Washington DC -
Presiden Amerika Serikat (AS) Donald Trump mengklaim dirinya telah membujuk otoritas Israel untuk menyepakati gencatan senjata dengan kelompok Hizbullah, yang bermarkas di Lebanon. Klaim ini disampaikan setelah Israel dan Hizbullah diumumkan sepakat memperpanjang gencatan senjata mulai Jumat (19/6) sore.Saat berbicara kepada NBC News, seperti dilansir Anadolu Agency dan The Guardian, Sabtu (20/6/2026), Trump mengatakan bahwa dirinya telah berbicara via telepon dengan otoritas Israel pada Jumat (19/6) pagi dan meminta mereka untuk menyetujui gencatan senjata dengan Hizbullah."Ini hal yang positif," kata Trump dalam wawancara tersebut. "Ini seperti tambahan yang manis," imbuhnya.

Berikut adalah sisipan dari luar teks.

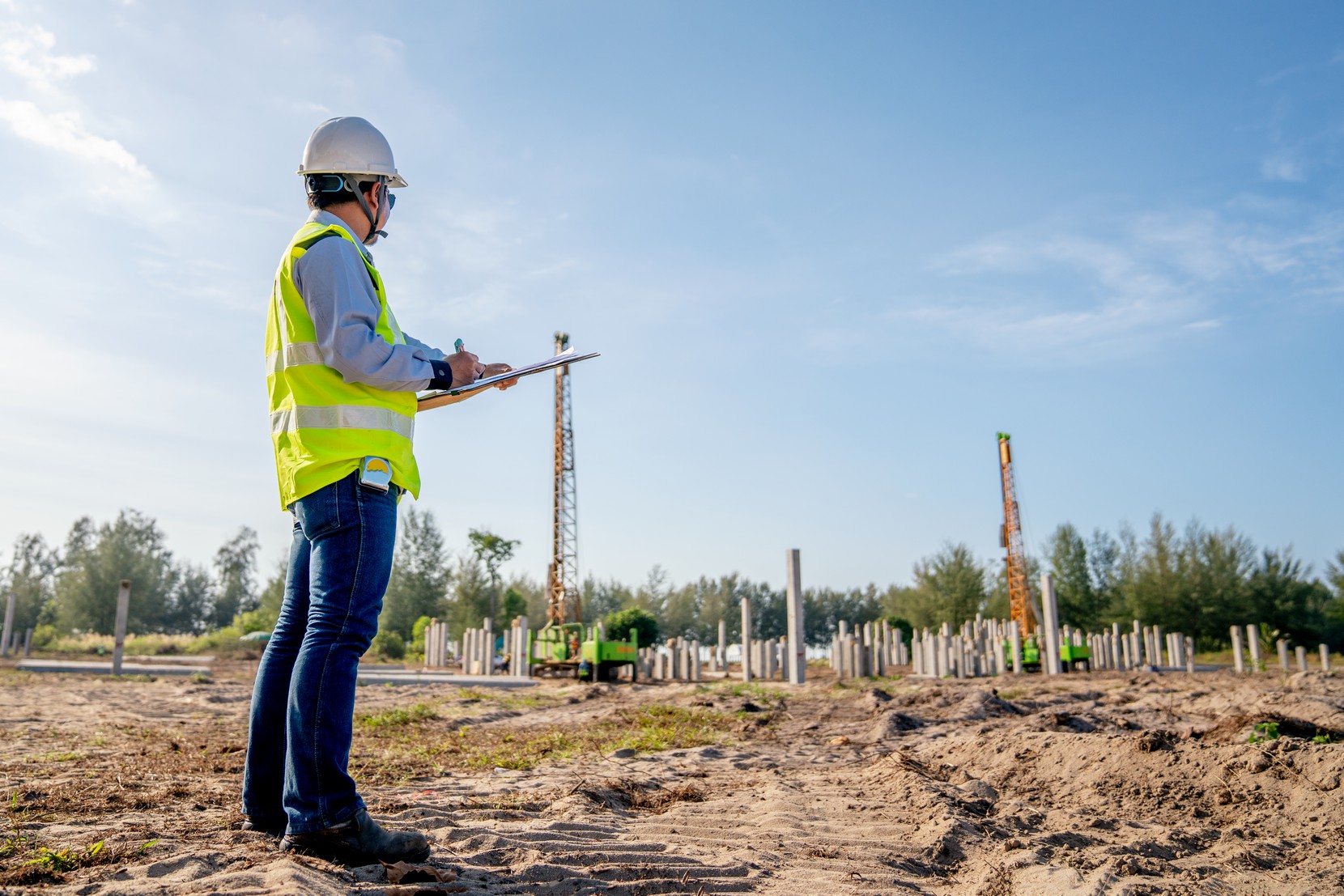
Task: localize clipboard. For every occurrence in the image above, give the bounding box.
[415,348,601,414]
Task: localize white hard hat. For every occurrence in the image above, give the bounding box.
[299,116,406,187]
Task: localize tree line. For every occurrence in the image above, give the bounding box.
[0,507,1344,653]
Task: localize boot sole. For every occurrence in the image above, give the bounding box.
[279,837,430,868]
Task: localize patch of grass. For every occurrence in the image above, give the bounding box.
[358,703,438,729]
[1246,721,1278,744]
[709,681,784,703]
[351,705,737,783]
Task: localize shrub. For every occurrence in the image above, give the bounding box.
[411,617,433,650]
[602,607,658,648]
[372,631,406,660]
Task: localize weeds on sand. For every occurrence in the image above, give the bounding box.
[1246,721,1279,744]
[358,703,438,731]
[351,704,733,783]
[0,792,159,886]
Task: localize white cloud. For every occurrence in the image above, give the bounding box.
[890,208,1344,363]
[0,22,94,93]
[0,22,153,199]
[0,100,151,180]
[1261,152,1307,184]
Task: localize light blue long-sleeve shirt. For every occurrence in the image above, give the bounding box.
[293,210,444,393]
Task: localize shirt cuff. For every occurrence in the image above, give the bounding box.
[429,361,453,389]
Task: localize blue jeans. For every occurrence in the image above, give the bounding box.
[243,473,399,834]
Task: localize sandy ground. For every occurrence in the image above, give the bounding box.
[0,665,1344,896]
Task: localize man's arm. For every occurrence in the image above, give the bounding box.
[402,330,448,361]
[295,236,476,393]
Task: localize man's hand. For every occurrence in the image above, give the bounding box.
[444,352,483,389]
[481,364,517,391]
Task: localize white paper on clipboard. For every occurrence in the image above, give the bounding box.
[415,348,599,413]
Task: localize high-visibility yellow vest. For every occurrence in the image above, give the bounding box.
[266,222,419,507]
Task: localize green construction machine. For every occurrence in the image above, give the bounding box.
[1004,634,1091,672]
[527,622,640,681]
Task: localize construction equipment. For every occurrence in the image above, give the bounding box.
[527,622,640,681]
[546,332,583,626]
[998,432,1036,639]
[998,432,1091,670]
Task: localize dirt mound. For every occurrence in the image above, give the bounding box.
[1196,711,1344,744]
[953,688,1022,720]
[868,709,925,743]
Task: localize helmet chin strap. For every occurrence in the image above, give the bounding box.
[346,176,387,246]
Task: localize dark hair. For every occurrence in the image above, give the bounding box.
[304,175,377,208]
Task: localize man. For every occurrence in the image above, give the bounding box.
[242,118,511,864]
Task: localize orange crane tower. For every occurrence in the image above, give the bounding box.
[546,333,582,625]
[998,432,1036,638]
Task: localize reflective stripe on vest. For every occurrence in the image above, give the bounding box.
[270,405,415,440]
[266,342,322,373]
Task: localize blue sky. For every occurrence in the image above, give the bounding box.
[0,0,1344,596]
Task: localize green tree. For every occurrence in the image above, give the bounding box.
[448,554,491,638]
[466,529,520,630]
[1125,513,1181,627]
[1322,550,1344,649]
[377,507,452,639]
[1045,523,1102,631]
[245,560,289,634]
[631,564,672,619]
[581,576,635,625]
[1246,550,1332,643]
[172,563,219,634]
[500,588,531,625]
[0,533,59,631]
[208,525,261,627]
[1087,529,1124,625]
[602,607,662,648]
[53,509,179,634]
[915,543,989,629]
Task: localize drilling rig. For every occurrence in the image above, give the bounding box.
[998,432,1036,638]
[546,333,582,625]
[527,333,640,681]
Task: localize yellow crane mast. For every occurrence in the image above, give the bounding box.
[998,432,1036,638]
[546,333,582,625]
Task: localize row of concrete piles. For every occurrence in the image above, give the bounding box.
[1231,625,1330,672]
[640,638,703,681]
[425,617,530,677]
[831,619,910,678]
[640,634,790,681]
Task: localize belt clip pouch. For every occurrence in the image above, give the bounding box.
[359,454,393,491]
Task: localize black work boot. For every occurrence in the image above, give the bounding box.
[279,809,429,865]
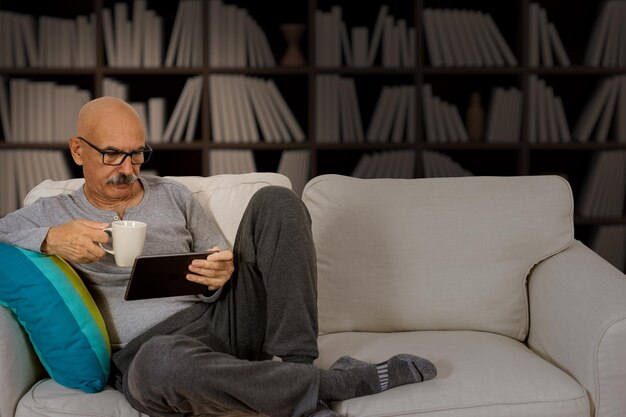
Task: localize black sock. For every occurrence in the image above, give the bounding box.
[319,354,437,401]
[280,355,315,365]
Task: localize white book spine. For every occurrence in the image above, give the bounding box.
[539,7,553,67]
[528,3,540,67]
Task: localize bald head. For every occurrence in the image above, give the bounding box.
[76,97,144,140]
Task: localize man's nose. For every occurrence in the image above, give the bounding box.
[118,156,134,174]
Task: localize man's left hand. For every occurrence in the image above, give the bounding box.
[187,247,235,291]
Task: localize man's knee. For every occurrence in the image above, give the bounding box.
[124,336,178,400]
[250,185,309,218]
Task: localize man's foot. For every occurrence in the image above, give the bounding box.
[320,354,437,400]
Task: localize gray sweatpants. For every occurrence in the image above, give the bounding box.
[113,187,319,417]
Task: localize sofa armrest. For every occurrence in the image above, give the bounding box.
[528,241,626,417]
[0,306,44,417]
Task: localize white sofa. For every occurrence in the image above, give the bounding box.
[0,174,626,417]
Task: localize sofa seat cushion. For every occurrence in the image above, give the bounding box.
[302,175,574,340]
[316,331,590,417]
[15,379,147,417]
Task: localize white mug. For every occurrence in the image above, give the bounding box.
[99,220,147,266]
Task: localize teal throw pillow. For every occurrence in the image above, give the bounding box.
[0,243,111,393]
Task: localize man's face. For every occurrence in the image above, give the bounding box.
[78,117,145,203]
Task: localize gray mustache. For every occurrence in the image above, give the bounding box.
[106,174,139,185]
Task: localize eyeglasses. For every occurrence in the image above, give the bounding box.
[77,136,152,166]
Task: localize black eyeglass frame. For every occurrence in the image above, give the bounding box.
[76,136,152,167]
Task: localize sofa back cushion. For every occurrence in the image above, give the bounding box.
[302,175,574,340]
[24,172,291,244]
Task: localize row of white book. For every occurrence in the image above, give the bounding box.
[351,150,473,178]
[102,0,162,67]
[102,0,276,67]
[583,0,626,67]
[485,87,523,143]
[315,4,416,67]
[209,75,305,143]
[528,3,571,67]
[422,84,468,143]
[422,8,517,67]
[209,149,309,195]
[0,149,72,217]
[0,10,96,68]
[0,76,91,143]
[209,0,276,67]
[102,75,202,143]
[528,75,572,143]
[315,75,417,143]
[572,75,626,143]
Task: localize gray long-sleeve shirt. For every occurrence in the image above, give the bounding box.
[0,176,228,350]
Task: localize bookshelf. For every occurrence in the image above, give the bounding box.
[0,0,626,270]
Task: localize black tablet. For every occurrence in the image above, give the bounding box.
[124,252,211,300]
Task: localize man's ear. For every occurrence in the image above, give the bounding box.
[70,137,83,166]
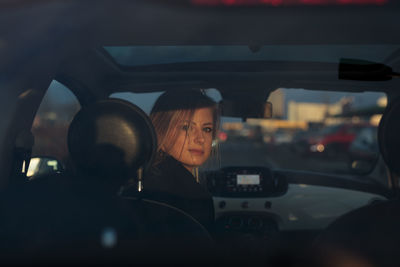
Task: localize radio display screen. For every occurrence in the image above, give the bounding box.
[236,174,260,185]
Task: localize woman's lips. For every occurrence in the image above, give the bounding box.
[189,149,204,155]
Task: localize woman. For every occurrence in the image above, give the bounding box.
[143,90,219,228]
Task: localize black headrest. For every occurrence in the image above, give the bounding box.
[68,99,157,182]
[378,100,400,175]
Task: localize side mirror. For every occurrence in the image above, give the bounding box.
[26,157,64,180]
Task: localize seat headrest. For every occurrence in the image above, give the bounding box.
[68,99,157,180]
[378,100,400,175]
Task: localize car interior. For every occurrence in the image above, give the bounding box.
[0,0,400,266]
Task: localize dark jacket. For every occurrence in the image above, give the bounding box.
[143,156,214,230]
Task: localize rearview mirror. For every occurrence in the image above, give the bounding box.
[220,100,272,119]
[26,157,64,180]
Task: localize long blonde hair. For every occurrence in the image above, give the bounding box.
[150,90,220,171]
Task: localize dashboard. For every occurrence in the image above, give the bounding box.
[206,166,385,237]
[206,167,288,198]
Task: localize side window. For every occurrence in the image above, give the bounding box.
[32,81,80,163]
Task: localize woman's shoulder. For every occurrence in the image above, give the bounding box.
[143,157,209,198]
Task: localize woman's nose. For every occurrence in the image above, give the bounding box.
[193,128,204,144]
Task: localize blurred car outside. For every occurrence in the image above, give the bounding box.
[307,123,370,159]
[348,126,379,172]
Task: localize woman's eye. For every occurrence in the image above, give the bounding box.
[203,127,213,133]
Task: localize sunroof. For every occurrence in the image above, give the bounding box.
[104,45,399,66]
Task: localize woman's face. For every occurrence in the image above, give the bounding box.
[162,108,215,171]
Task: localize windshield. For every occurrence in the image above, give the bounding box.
[111,88,387,185]
[104,45,398,66]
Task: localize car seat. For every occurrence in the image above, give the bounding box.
[0,99,212,264]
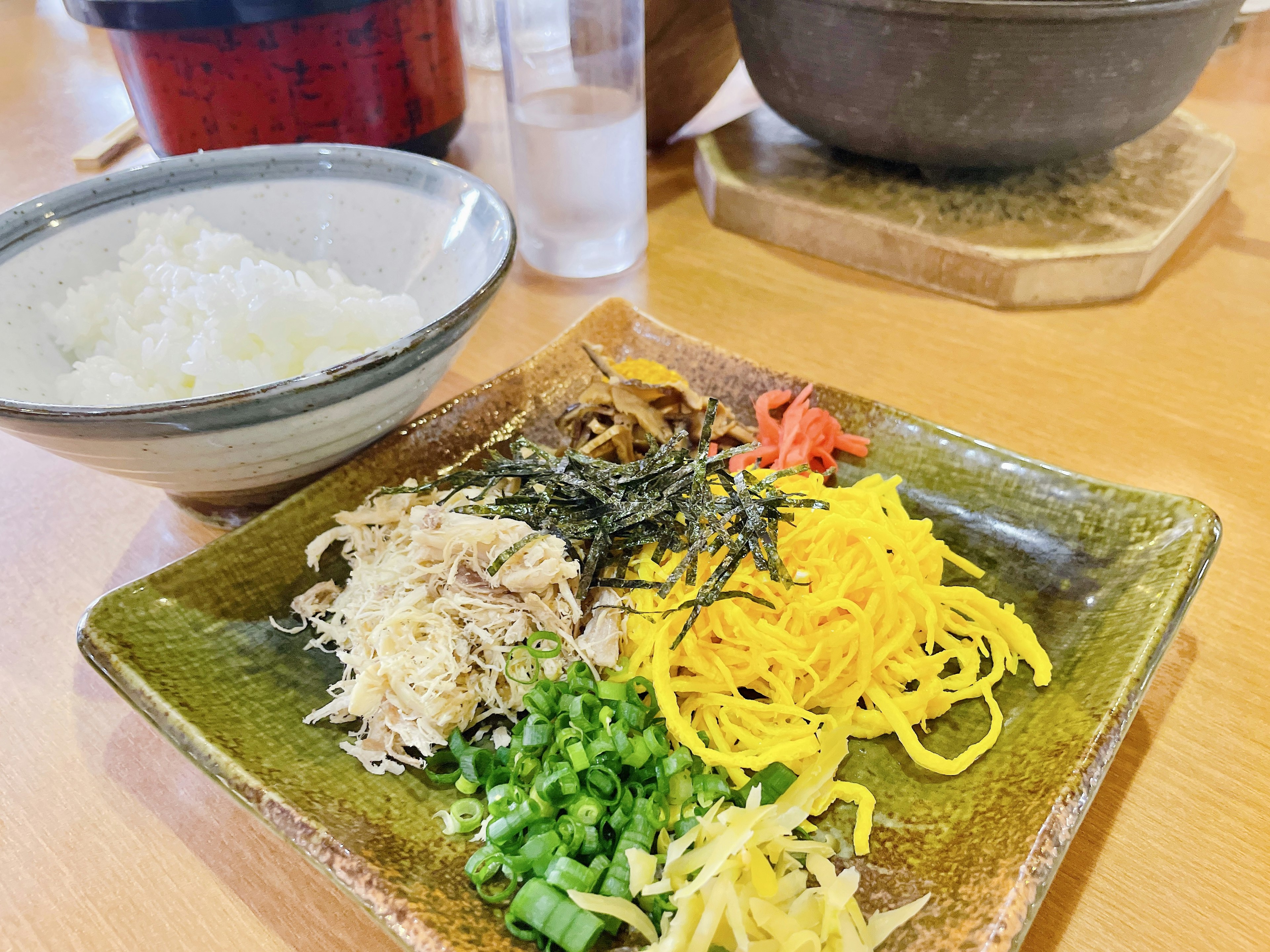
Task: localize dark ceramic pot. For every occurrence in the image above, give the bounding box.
[732,0,1242,169]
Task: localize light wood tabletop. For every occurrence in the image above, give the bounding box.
[0,0,1270,952]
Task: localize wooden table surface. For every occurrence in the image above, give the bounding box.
[0,0,1270,952]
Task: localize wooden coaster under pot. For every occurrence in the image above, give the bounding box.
[696,107,1234,307]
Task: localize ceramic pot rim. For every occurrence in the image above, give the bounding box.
[787,0,1241,23]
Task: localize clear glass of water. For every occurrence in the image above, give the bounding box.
[458,0,503,70]
[496,0,648,278]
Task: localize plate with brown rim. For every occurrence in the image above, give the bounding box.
[79,298,1220,952]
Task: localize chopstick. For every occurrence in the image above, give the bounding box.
[71,115,141,171]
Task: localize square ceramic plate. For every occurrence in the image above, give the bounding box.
[79,299,1219,952]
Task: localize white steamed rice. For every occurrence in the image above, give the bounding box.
[44,208,424,406]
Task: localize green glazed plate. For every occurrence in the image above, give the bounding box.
[79,299,1220,952]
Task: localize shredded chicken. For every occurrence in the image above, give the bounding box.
[578,588,626,668]
[292,485,599,773]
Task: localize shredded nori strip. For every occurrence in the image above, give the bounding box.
[380,399,828,647]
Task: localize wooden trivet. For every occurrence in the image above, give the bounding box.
[696,107,1234,307]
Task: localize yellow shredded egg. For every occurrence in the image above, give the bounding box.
[621,473,1050,809]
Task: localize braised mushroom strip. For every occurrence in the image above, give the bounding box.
[556,343,754,463]
[381,397,824,645]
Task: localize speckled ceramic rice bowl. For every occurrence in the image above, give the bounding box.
[0,145,516,524]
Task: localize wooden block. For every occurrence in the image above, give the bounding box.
[71,115,141,171]
[695,107,1234,307]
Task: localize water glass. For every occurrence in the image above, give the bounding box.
[458,0,503,71]
[496,0,648,278]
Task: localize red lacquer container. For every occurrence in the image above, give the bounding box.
[64,0,464,157]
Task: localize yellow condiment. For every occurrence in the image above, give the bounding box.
[614,357,687,385]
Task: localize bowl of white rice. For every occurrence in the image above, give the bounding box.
[0,143,516,526]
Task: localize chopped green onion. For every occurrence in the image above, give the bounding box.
[617,701,649,731]
[521,713,551,748]
[525,631,560,659]
[449,798,485,833]
[544,855,597,892]
[423,750,462,787]
[668,769,692,804]
[626,675,658,715]
[692,773,732,806]
[565,740,591,773]
[622,734,653,771]
[485,783,526,816]
[458,748,494,783]
[734,760,798,806]
[643,725,671,757]
[503,645,541,684]
[509,880,605,952]
[566,796,605,826]
[503,908,538,942]
[596,680,626,701]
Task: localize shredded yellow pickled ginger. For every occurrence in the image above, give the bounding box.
[618,473,1050,792]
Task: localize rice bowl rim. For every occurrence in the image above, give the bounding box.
[0,142,517,432]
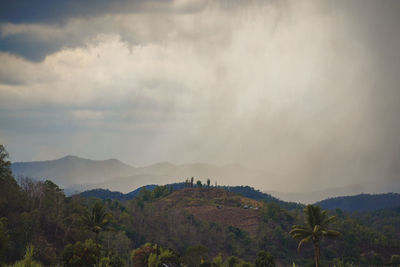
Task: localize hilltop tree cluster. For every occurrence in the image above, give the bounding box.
[0,146,400,267]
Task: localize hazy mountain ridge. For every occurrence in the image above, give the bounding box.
[12,156,135,187]
[79,183,303,209]
[12,156,265,194]
[12,156,400,204]
[315,193,400,212]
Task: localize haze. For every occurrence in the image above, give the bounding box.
[0,0,400,192]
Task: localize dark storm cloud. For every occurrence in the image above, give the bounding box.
[0,0,171,23]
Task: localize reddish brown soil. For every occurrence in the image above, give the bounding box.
[186,206,261,235]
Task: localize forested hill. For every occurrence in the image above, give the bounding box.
[80,183,304,209]
[315,193,400,212]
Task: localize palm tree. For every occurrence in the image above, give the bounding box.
[289,205,340,267]
[82,201,112,244]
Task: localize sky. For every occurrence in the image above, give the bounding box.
[0,0,400,193]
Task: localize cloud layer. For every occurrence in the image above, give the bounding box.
[0,0,400,191]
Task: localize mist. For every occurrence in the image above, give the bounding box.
[0,0,400,192]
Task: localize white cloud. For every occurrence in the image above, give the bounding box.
[0,1,397,193]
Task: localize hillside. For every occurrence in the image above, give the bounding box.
[315,193,400,212]
[80,183,304,209]
[12,156,276,194]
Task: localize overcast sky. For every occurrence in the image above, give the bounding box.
[0,0,400,193]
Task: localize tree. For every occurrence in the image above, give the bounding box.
[61,239,101,267]
[82,201,112,244]
[290,205,340,267]
[255,251,275,267]
[0,145,22,217]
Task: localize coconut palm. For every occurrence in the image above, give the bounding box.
[290,205,340,267]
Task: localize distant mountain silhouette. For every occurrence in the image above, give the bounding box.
[79,183,304,209]
[12,156,265,194]
[315,193,400,212]
[12,156,135,187]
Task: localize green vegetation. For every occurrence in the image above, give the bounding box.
[290,205,340,267]
[0,146,400,267]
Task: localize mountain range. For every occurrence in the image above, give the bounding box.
[12,156,400,204]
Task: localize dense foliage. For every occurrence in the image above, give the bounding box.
[0,146,400,267]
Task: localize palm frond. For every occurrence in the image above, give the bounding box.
[297,236,311,251]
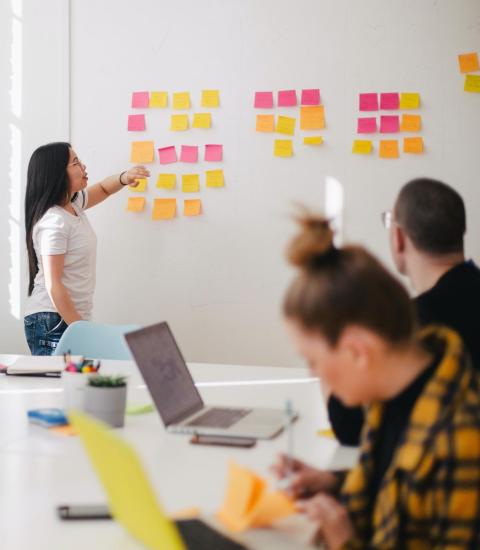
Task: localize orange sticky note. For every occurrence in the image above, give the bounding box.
[256,115,275,132]
[458,52,480,73]
[152,199,177,220]
[127,197,145,212]
[130,141,154,164]
[183,199,202,216]
[403,137,423,153]
[400,114,422,132]
[300,105,325,130]
[379,139,398,159]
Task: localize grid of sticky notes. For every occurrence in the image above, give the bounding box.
[253,88,325,158]
[127,90,225,220]
[458,52,480,94]
[352,92,424,159]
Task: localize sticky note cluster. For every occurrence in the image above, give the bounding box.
[352,92,423,159]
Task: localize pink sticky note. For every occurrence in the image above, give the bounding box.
[158,145,177,164]
[128,115,145,132]
[357,117,377,134]
[132,92,150,109]
[301,88,320,105]
[380,115,400,134]
[205,144,223,162]
[180,145,198,162]
[255,92,273,109]
[278,90,297,107]
[359,94,378,111]
[380,92,400,110]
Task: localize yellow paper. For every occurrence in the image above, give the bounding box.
[127,197,145,212]
[207,170,225,187]
[379,139,398,159]
[182,174,200,193]
[303,136,323,145]
[300,105,325,130]
[276,116,297,136]
[400,114,422,132]
[152,199,177,220]
[130,141,153,164]
[68,411,185,550]
[202,90,220,108]
[170,115,188,132]
[173,92,190,109]
[149,92,168,107]
[273,139,293,157]
[256,115,275,132]
[403,137,423,153]
[400,92,420,109]
[183,199,202,216]
[352,139,372,155]
[193,113,212,128]
[157,174,177,189]
[463,74,480,94]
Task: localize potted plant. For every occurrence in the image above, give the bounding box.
[84,375,127,428]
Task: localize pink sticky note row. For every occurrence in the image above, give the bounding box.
[158,145,177,164]
[254,92,273,109]
[301,88,320,105]
[132,92,150,109]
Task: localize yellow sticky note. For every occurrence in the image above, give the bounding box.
[170,115,188,132]
[207,170,225,187]
[379,139,398,159]
[183,199,202,216]
[300,105,325,130]
[173,92,190,109]
[273,139,293,157]
[463,74,480,94]
[256,115,275,132]
[149,92,168,107]
[193,113,212,128]
[202,90,220,107]
[403,137,423,153]
[276,116,297,136]
[128,178,148,193]
[157,174,177,189]
[130,141,153,164]
[400,92,420,109]
[68,411,185,550]
[352,139,372,155]
[400,114,422,132]
[458,52,480,73]
[303,136,323,145]
[152,199,177,220]
[182,174,200,193]
[127,197,145,212]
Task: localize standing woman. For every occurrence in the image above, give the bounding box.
[24,142,150,355]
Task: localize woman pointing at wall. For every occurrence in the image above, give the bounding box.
[24,142,150,355]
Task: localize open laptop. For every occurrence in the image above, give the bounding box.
[125,322,285,439]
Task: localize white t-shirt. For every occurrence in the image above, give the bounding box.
[25,190,97,320]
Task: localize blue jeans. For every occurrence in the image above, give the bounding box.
[23,311,68,355]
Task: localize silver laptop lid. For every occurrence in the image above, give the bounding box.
[125,323,203,426]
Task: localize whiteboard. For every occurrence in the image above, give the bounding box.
[71,0,480,366]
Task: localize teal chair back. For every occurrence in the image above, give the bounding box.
[53,321,141,360]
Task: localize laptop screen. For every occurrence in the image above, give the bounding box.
[125,323,203,426]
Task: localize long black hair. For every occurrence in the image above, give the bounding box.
[25,142,71,296]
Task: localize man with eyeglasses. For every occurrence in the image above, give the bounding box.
[328,178,480,445]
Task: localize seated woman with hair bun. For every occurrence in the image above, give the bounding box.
[273,213,480,550]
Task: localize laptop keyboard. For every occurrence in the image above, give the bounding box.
[187,408,251,428]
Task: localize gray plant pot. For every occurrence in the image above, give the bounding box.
[84,386,127,428]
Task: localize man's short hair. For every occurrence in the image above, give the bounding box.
[394,178,466,255]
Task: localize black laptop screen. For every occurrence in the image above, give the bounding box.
[125,323,203,426]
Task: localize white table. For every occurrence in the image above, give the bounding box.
[0,356,356,550]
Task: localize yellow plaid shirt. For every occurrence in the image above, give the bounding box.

Setelah berlanjutnya pertempuran antara Israel dan Hizbullah pekan ini, Trump mengatakan kepada NBC News bahwa dirinya "selalu baik" dengan Perdana Menteri (PM) Israel Benjamin Netanyahu. Dia juga mengungkapkan pesan yang disampaikannya kepada Tel Aviv agar menyetujui gencatan senjata dengan Hizbullah."Terkadang Anda hanya perlu tenang dan menggunakan akal sehat," ucap Trump dalam pesannya kepada Israel. Dia menolak untuk menyebutkan apakah dirinya berbicara langsung dengan Netanyahu.Perpanjangan gencatan senjata antara Israel dan Hizbullah dikonfirmasi oleh seorang pejabat senior Amerika Serikat (AS), yang enggan disebut namanya, saat berbicara pada Anadolu Agency dan Reuters.